I wasn’t going to write anything. To be quite frank, I don’t really know where this bit of writing is going to take me. All I know is, that I’m devastated. And for some reason, I couldn’t escape trying to reason through everything with the written word. I know that that is a fruitless endeavor in the long run. But for a moment it brings some solace and sense to an otherwise senseless situation.
Yesterday, I was woken up from an afternoon nap by a text from one of my friends that simply stated, “Kobe died???” At first, along with everyone else in the world, no doubt, I thought it was a joke. He had to be kidding. In retrospect, that would be a pretty terrible joke. But at the time, it seemed so outlandish it had to be a hoax. No way Kobe was dead. And then the news stories started hitting every media outlet. Report after report verified the story. Sources upon sources confirmed that it was Kobe Bryant and his 13-year-old daughter who were among the several lives that were lost in a tragic helicopter crash Sunday afternoon, January 26, 2020.
It left me speechless. Shocked. Stunned.
Not, necessarily, at the prospect of death but of the suddenness of it all. In the aftermath, I made the comment to one of my friends that this development was, perhaps, the least likely piece of news anyone expected to read that day. Who would have ever thought that Kobe would have passed away not even four years after his last game of professional basketball, let alone in a catastrophic accident like this? Life is here. And then, suddenly, it’s over.
I am not going to hallow the death of Kobe Bryant by trying to put his NBA career into perspective. His place among the pantheon of professional basketball players is a well-worn argument that needs no audience here. (Plus, there are several other more capable folks to do that.) Neither, though, do I wish to sermonize Kobe’s passing. The preacher in me, perhaps, would like to implement this into a sermon. But that, too, is unnecessary, in my estimation.
I’m just deeply saddened by this story.
I guess I am more sensitive to this story since it comes on the heels of a church member who also passed away suddenly. She wasn’t supposed to lose her life last week. She was just supposed to go in for a “routine” heart operation that would allow the physicians more flexibility when operating on her knee later on. But the surgeons encountered complications during the heart procedure and she never made it to the recovery room.

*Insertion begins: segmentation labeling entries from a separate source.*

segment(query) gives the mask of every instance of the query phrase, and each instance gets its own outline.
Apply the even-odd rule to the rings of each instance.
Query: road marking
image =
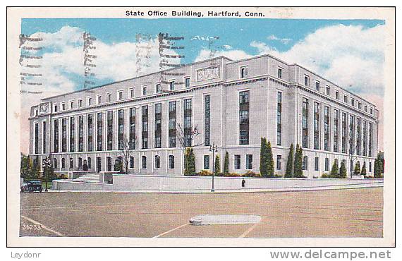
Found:
[[[154,238],[161,237],[161,236],[164,236],[164,235],[166,235],[166,233],[169,233],[170,232],[173,232],[173,231],[174,231],[175,230],[177,230],[177,229],[181,229],[182,227],[185,226],[187,226],[187,225],[188,225],[188,223],[184,224],[183,224],[183,225],[181,225],[181,226],[178,226],[175,227],[174,229],[171,229],[171,230],[168,230],[167,231],[164,232],[164,233],[160,233],[160,234],[159,234],[158,236],[154,236]]]
[[[255,223],[252,226],[251,226],[250,227],[248,228],[248,229],[247,229],[245,231],[244,231],[243,233],[242,233],[241,235],[240,235],[239,238],[244,238],[245,237],[245,236],[247,236],[250,232],[251,232],[251,231],[252,229],[254,229],[254,228],[255,228],[255,226],[257,226],[257,225],[258,224],[258,223]]]
[[[31,223],[35,224],[35,225],[40,226],[40,227],[42,227],[43,229],[47,230],[48,231],[51,232],[51,233],[55,233],[55,234],[56,234],[56,235],[59,236],[65,236],[63,235],[61,233],[55,231],[54,230],[48,228],[47,226],[44,226],[44,225],[42,224],[40,224],[39,222],[38,222],[38,221],[35,221],[35,220],[33,220],[33,219],[30,219],[29,217],[26,217],[25,216],[23,216],[23,215],[21,215],[21,217],[22,217],[23,219],[25,219],[31,222]]]

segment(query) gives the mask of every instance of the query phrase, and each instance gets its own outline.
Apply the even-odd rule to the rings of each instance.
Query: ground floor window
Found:
[[[252,155],[250,154],[245,155],[245,169],[252,169]]]
[[[204,155],[204,169],[209,169],[209,155]]]
[[[174,156],[169,155],[169,168],[174,169]]]
[[[281,159],[282,159],[282,155],[276,156],[276,169],[280,170],[281,169]]]
[[[240,155],[235,155],[235,162],[234,162],[235,169],[240,169],[240,164],[241,164],[241,157],[240,157]]]
[[[145,156],[141,157],[141,169],[147,169],[147,157]]]
[[[307,171],[308,166],[308,157],[305,156],[303,157],[303,170]]]

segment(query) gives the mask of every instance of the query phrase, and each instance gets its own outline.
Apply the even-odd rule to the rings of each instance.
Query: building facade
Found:
[[[221,169],[228,152],[230,172],[259,172],[266,137],[277,174],[284,174],[293,143],[303,148],[310,178],[330,171],[335,159],[349,174],[359,161],[372,175],[378,119],[372,103],[299,65],[270,55],[221,56],[43,99],[31,108],[30,154],[50,154],[60,173],[84,163],[113,171],[128,140],[130,173],[182,175],[178,124],[185,136],[195,126],[200,132],[187,140],[200,145],[194,147],[197,171],[212,169],[214,143]]]

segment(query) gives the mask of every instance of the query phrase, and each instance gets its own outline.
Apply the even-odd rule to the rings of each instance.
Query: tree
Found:
[[[135,140],[137,137],[135,138]],[[134,141],[135,144],[135,141]],[[119,165],[117,166],[116,169],[121,172],[124,172],[125,174],[128,174],[128,164],[130,164],[130,159],[134,156],[134,149],[133,144],[130,143],[130,140],[127,137],[124,137],[123,139],[123,145],[118,152],[117,152],[118,156],[121,157]],[[124,168],[123,168],[124,166]]]
[[[295,162],[293,168],[293,176],[295,178],[303,178],[303,149],[298,144],[295,153]]]
[[[267,142],[267,140],[265,140]],[[272,148],[271,147],[271,142],[268,142],[267,146],[267,174],[269,177],[274,176],[274,159],[272,157]]]
[[[224,162],[224,174],[229,174],[229,154],[225,153],[225,161]]]
[[[355,165],[355,171],[353,171],[355,175],[360,174],[360,162],[358,161]]]
[[[288,162],[286,163],[286,172],[285,172],[285,178],[291,178],[293,176],[293,143],[292,143],[289,150],[289,155],[288,156]]]
[[[345,162],[342,161],[341,162],[341,168],[339,169],[339,178],[345,178],[348,174],[348,171],[346,171],[346,166],[345,166]]]
[[[363,166],[362,166],[362,172],[360,173],[360,174],[363,175],[363,176],[366,176],[366,174],[367,174],[367,171],[366,169],[366,162],[363,162]]]
[[[331,169],[331,174],[329,176],[331,178],[339,177],[339,165],[338,163],[338,159],[335,159],[335,160],[334,160],[334,164],[332,164],[332,168]]]
[[[184,175],[195,175],[195,156],[194,155],[194,150],[191,147],[185,150],[185,168]]]
[[[221,162],[219,162],[219,155],[217,154],[215,157],[215,175],[218,175],[221,173]]]
[[[267,139],[261,137],[261,149],[260,150],[260,173],[263,177],[268,176],[268,159],[267,158]]]

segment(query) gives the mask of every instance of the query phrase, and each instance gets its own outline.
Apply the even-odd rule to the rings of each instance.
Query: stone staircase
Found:
[[[99,182],[99,173],[88,173],[73,180],[73,182],[87,182],[97,183]]]

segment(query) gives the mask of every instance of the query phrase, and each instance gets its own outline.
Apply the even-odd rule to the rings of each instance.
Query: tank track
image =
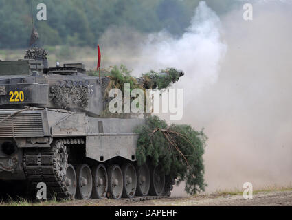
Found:
[[[56,141],[64,146],[85,144],[82,139],[67,138]],[[43,182],[47,185],[47,196],[49,199],[70,199],[70,193],[65,186],[65,179],[58,175],[56,166],[56,153],[53,147],[44,148],[27,148],[23,152],[23,170],[30,182],[31,192],[36,189],[37,184]],[[175,184],[175,179],[166,179],[165,192],[161,196],[136,197],[127,199],[128,202],[159,199],[170,196]]]
[[[63,144],[62,141],[60,144]],[[56,166],[56,153],[53,148],[25,149],[23,169],[34,191],[40,182],[45,183],[48,198],[66,199],[70,194],[64,179],[60,179]]]

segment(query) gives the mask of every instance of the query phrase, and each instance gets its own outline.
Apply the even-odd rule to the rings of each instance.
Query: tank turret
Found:
[[[181,76],[172,69],[137,83],[161,89]],[[0,60],[0,197],[23,182],[34,196],[46,184],[48,198],[170,195],[174,179],[136,163],[134,131],[145,119],[101,117],[110,80],[88,76],[82,63],[49,67],[39,48]]]

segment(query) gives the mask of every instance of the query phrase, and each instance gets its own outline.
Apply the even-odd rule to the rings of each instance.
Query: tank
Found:
[[[45,186],[48,199],[170,195],[175,179],[136,163],[133,130],[145,118],[102,116],[109,82],[87,76],[82,63],[49,67],[43,49],[0,60],[2,193],[18,186],[35,197]]]

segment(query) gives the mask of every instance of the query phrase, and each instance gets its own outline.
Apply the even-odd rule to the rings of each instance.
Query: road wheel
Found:
[[[137,166],[137,195],[145,197],[148,195],[150,185],[150,175],[147,164]]]
[[[92,192],[92,175],[89,166],[87,164],[78,165],[76,173],[76,197],[78,199],[89,199]]]
[[[135,197],[137,189],[137,175],[134,165],[127,163],[123,166],[122,171],[124,177],[124,198]]]
[[[166,176],[161,166],[153,168],[151,173],[150,194],[155,196],[164,195],[166,185]]]
[[[120,199],[123,192],[123,174],[118,165],[111,165],[107,170],[109,197]]]
[[[107,172],[105,166],[103,164],[96,166],[93,169],[92,174],[93,178],[92,198],[105,198],[109,185]]]
[[[71,164],[69,164],[67,168],[65,184],[70,194],[71,198],[74,199],[77,190],[77,178],[75,168]]]

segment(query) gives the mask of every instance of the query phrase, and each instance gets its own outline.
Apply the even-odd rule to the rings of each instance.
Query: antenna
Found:
[[[32,12],[32,28],[34,28],[34,13],[32,11],[32,1],[30,0],[30,9],[31,9],[31,12]],[[36,43],[34,43],[34,60],[36,61],[36,72],[38,72],[38,63],[36,61]]]

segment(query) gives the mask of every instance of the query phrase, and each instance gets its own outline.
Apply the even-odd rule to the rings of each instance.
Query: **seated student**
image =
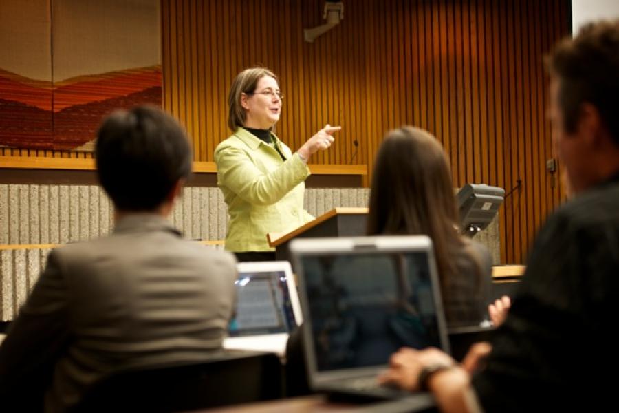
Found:
[[[221,346],[235,259],[166,220],[191,170],[184,131],[153,107],[118,111],[99,129],[96,156],[113,231],[50,253],[0,348],[3,410],[28,403],[18,394],[36,398],[44,378],[45,411],[65,411],[115,370],[204,360]]]
[[[485,368],[404,349],[383,382],[446,412],[604,412],[619,369],[619,20],[583,27],[550,59],[549,114],[574,198],[540,231]],[[471,366],[469,365],[469,369]]]
[[[387,134],[374,164],[367,221],[371,235],[422,234],[432,239],[449,326],[487,319],[490,255],[458,233],[449,162],[434,136],[410,126]]]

Kobe wasn’t supposed to die. But he did. And one day, so will you. Life is sudden. It can change on a dime. It can be completely rejiggered with a single text. A new normal might be required after one phone call, all of which reminds us of life’s transience and suddenness. It’s is here. And then it’s not. But thankfully, the I Am is for us. And he is never not for us. He is never not with us. He always is.